# Medieval Exegesis, vol 2 (de Lubac)



## RamistThomist (Oct 24, 2017)

De Lubac killed the forest for the sake of the trees. The book did explain medieval exegesis, so I give him credit on that. And many of his quotations were quite interesting, even stirring--so that's good. But he drowned his argument for the sake of piling on citations. Within 226 pages of text, I counted a total of 2,563 citations, leaving 208 pages of endnotes. 

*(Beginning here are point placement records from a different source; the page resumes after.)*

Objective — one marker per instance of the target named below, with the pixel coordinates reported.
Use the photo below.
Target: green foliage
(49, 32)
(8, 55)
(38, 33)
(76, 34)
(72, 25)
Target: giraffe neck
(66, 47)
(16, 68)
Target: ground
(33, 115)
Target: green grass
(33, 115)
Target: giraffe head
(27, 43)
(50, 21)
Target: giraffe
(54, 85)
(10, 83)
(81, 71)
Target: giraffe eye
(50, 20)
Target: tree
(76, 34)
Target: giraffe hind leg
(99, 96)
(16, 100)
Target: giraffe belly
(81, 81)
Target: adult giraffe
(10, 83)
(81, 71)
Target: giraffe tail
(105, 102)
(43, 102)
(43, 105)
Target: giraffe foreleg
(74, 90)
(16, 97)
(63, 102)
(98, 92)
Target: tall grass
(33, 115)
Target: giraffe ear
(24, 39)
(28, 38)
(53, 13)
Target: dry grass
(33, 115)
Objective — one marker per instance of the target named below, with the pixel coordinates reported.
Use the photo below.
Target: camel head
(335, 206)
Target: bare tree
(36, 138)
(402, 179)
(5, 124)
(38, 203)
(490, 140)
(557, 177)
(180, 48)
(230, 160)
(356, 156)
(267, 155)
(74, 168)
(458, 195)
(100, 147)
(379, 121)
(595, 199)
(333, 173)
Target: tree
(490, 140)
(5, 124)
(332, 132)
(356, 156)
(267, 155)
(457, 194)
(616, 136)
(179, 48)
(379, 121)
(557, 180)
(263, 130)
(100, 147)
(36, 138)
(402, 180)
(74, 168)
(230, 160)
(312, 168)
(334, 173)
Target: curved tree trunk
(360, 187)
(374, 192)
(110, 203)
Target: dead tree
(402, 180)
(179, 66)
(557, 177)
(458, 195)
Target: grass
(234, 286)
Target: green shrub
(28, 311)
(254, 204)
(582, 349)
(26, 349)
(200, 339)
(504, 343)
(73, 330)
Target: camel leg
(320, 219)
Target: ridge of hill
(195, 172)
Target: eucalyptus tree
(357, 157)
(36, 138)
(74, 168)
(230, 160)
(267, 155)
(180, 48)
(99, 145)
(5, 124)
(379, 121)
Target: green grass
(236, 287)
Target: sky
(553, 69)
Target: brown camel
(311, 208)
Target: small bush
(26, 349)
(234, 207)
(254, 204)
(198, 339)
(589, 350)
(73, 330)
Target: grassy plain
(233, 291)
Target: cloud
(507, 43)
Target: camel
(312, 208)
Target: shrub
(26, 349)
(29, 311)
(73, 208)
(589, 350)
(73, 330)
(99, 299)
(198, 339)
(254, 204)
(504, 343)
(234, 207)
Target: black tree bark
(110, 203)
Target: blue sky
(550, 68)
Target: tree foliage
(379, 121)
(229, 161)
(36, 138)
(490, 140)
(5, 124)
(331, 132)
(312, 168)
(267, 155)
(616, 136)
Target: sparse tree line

So what's his argument? I'm not sure. (I'm kidding). On de Lubac's reading, allegory isn't the wax nose that it would later become. Rather, Allegory is when one thing is being accomplished and another pre-figured (de Lubac 7). Sounds a lot like modern typology. The “mystic sense”of Scripture refers to a reality ‘hidden in God’ and then revealed to mankind in Christ (20). And the movement from history to eschatology (anagogy) isn't completely arbitrary. It unfolds within the prior historical moment of the Incarnate Word. The object of allegory is a reality of things to come (94). It is an opposition of sign and thing signified within a single duration (95). History, in short, can never fully contain that which it foretells. Allegory, then, is an irruption from the historia into the allegoria, what de Lubac calls “another dimension” (95). Interiority: not necessarily the inner life, but the interiority of the mystery (97). These “hidden facts have an inside,” which is salvific (98).

Conclusion:

I'm not sure if I recommend this book. It is very expensive and crowded with citations that don't always add to his argument, leaving the actual argument in fog. And I say this as someone who loves de Lubac's work. Read Boersma instead.


----------